Scheduling Jobs
This section is intended to be a basic introduction to using the workload manager for the Wistar managed cluster for high performance computing. Slurm is the workload manager that manages both your jobs and the resources available in the WI-HPC cluster.
Examples of use
Interactive Jobs
A interative job allows for interacting with applications in real time.
[username@wi-hpc-hn1 ~]$ srun --pty /bin/bash
[username@node0xx ~]$ echo "Hello Wistar!"
Hello Wistar!
Batch Jobs
Batch jobs allow for the scripting of job submissions using a SBATCH file.
!#/bin/bash
#SBATCH --job-name=test
echo "Hello Wistar!"
Please see the wi-hpc GitHub Repository that is an evolving resource for the community containing working examples of using Slurm at Wistar. This is an evolving example repo that new users can refer to to begin to get into parallel computing and more adept use of Slurm.
If you are a WI-HPC user and would like to contribute to the documentation or the examples there, to share with the community how you structure your interactions with Slurm, submit a pull request there.
Basic Slurm Terminology
Cluster
A cluster is a collection of compute resources (nodes) under the control of the workload manager (Slurm in our case).
Partition
A partition is a collection of resources (nodes) inside of a cluster. There are defaults, so specifying a partition name is not required but can be specified under special circumstances (e.g. if your jobs can be preempted).

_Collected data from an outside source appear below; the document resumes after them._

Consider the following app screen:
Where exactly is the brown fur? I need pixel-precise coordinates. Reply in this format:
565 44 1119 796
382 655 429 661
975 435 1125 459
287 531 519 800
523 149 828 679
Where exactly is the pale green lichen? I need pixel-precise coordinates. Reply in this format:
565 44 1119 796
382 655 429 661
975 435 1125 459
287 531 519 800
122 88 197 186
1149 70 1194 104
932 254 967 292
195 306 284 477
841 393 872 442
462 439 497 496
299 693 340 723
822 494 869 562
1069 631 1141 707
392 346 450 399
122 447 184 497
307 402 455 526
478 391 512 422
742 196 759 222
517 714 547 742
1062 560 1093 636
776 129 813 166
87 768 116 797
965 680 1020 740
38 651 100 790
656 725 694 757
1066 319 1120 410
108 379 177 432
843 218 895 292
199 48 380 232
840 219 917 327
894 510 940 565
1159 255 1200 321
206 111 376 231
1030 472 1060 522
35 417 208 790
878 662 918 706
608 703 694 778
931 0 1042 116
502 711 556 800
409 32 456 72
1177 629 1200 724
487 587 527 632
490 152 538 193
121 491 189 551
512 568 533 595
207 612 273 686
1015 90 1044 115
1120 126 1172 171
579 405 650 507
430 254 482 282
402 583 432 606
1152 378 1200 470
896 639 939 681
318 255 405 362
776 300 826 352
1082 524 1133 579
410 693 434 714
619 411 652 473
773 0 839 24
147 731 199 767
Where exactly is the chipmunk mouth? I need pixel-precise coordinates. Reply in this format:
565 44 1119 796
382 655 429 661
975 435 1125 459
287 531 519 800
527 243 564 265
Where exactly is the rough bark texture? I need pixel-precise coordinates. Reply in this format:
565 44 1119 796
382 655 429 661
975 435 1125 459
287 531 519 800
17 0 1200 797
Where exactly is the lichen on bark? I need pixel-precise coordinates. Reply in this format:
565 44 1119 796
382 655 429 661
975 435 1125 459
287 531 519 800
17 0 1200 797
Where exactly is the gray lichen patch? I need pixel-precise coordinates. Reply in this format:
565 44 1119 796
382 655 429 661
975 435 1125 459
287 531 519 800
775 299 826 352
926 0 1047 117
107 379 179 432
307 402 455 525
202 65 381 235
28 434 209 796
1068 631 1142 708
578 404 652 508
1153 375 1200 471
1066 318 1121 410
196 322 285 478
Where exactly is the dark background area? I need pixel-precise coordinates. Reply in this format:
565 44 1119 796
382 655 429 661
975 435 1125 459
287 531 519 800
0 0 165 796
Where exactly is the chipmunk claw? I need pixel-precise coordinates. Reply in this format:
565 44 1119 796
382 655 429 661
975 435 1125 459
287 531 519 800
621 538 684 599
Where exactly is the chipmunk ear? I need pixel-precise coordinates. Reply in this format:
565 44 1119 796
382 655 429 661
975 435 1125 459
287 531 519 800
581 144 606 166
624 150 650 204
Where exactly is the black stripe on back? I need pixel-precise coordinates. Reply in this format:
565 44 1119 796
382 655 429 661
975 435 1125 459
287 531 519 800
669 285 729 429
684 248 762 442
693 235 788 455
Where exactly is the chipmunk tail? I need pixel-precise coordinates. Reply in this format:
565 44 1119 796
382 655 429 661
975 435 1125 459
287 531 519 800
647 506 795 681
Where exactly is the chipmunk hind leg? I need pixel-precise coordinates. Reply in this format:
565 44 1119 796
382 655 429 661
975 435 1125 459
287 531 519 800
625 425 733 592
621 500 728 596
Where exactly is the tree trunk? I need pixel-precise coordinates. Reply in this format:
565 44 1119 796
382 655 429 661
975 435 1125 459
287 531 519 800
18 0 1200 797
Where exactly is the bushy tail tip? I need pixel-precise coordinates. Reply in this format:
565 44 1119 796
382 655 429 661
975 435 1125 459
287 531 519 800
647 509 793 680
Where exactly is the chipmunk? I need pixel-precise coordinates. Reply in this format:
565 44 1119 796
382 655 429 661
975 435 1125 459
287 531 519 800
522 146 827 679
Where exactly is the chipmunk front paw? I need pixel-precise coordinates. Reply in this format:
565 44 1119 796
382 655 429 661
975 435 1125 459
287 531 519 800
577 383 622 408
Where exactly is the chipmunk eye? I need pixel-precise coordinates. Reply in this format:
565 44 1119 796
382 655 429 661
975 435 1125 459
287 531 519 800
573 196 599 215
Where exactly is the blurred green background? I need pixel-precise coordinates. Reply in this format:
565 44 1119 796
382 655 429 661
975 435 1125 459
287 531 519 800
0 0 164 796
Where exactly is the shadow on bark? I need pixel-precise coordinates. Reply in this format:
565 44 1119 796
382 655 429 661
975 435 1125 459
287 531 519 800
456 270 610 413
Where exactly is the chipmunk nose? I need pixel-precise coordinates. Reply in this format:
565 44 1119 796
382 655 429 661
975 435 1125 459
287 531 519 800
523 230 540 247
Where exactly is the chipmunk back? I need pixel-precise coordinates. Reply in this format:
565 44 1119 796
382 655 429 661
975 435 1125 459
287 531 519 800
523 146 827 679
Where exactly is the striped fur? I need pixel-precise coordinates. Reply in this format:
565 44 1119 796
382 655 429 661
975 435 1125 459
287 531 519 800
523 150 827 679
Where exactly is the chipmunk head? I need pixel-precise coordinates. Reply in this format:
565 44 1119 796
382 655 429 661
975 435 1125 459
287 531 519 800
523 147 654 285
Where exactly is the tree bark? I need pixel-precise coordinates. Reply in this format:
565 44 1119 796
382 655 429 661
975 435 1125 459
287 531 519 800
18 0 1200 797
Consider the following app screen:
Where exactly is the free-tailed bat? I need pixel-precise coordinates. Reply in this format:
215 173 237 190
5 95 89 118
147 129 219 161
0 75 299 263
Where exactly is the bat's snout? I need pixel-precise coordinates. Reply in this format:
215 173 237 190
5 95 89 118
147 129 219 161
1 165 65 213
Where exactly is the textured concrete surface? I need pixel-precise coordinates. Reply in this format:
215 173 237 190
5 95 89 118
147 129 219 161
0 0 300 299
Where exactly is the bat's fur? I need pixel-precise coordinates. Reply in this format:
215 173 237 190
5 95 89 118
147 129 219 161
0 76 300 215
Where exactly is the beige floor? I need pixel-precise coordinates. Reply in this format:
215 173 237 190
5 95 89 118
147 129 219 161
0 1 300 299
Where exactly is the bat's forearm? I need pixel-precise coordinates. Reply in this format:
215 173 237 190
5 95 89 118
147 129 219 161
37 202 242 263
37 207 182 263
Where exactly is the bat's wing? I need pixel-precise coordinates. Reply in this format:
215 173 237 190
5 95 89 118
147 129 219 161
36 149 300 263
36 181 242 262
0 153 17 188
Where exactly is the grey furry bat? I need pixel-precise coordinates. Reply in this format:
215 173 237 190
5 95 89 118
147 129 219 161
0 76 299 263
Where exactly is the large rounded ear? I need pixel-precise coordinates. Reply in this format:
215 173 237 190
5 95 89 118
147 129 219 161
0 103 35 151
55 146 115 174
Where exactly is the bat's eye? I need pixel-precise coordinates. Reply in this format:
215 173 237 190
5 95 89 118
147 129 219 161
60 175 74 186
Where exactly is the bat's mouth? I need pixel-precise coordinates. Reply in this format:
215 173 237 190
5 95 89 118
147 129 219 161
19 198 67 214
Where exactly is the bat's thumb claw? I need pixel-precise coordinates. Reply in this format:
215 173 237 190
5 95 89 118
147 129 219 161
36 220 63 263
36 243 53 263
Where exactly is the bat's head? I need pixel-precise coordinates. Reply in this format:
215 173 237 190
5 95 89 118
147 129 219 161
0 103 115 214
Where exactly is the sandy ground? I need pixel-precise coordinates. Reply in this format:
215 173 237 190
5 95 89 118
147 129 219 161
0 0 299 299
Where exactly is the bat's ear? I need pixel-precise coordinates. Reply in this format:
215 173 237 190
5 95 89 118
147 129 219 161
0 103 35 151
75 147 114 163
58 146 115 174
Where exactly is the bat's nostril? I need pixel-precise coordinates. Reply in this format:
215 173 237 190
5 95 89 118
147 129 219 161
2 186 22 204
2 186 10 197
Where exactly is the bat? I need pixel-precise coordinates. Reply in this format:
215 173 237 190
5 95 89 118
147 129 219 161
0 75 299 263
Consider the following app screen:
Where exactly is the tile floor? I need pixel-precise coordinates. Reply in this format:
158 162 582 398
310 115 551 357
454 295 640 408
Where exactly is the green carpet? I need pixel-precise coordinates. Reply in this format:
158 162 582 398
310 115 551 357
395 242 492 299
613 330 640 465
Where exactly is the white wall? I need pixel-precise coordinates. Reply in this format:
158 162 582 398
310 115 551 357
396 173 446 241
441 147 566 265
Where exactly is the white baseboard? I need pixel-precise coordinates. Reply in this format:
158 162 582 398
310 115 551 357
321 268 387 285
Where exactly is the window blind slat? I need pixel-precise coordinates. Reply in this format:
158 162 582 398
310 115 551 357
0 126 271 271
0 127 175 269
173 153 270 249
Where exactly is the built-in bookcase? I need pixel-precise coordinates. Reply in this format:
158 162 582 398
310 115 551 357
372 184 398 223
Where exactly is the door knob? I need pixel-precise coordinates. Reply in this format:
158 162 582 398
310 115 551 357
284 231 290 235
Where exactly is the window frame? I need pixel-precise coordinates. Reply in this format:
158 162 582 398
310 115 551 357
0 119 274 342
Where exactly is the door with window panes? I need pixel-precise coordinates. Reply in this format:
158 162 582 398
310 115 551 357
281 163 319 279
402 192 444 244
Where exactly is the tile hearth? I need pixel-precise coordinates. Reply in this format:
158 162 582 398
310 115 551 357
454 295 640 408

Partition/Queue | QOS | Description |
---|---|---|
defq | general_qos | The default partition/queue |
gpu | general_qos | The GPU partition/queue --partition=gpu |
smq | smq_qos | The "small" queue. --partition=smq Short resource intensive jobs. |
Quality of Service
A “Quality of Service” is another mechanism for jobs to request certain features, scheduling priority, and limits. The attributes of the QOS are combined with the other job features (partition, account, etc.) to achieve specific behavior on the cluster. Notably, this is used for submitting restart jobs.
QOS | Tied To | Max CPUs | Max Memory (RAM) | Max GPUs | Max WallTime |
---|---|---|---|---|---|
general_qos | defq | 400 | 2400 GB | 20 | Unlimited |
smq_qos | smq | 800 | 4800 GB | 32 | 4 Hours |
ext_qos | per user by request | 400 | 2400 GB | 20 | Unlimited |
Wall Time
A wall time is the amount of time allow from job start to end. Wall times will end jobs if they are not finished. If no time is specified, your job will default to 1 hour.
It is best practice to ALWAYS submit jobs with a time #SBATCH --time=D-HH:MM:SS
. This will allow your job to be scheduled and completed faster.
Priority
Priority (the “priority score”) is used to order pending jobs in the queue with jobs having a higher score run before those with a lower score. The priority calculation is based primarily on the historical usage of cluster resources by an account- accounts with high utilization (i.e. lots of jobs and lots of CPUs) have lower priority scores than those accounts with lower usage.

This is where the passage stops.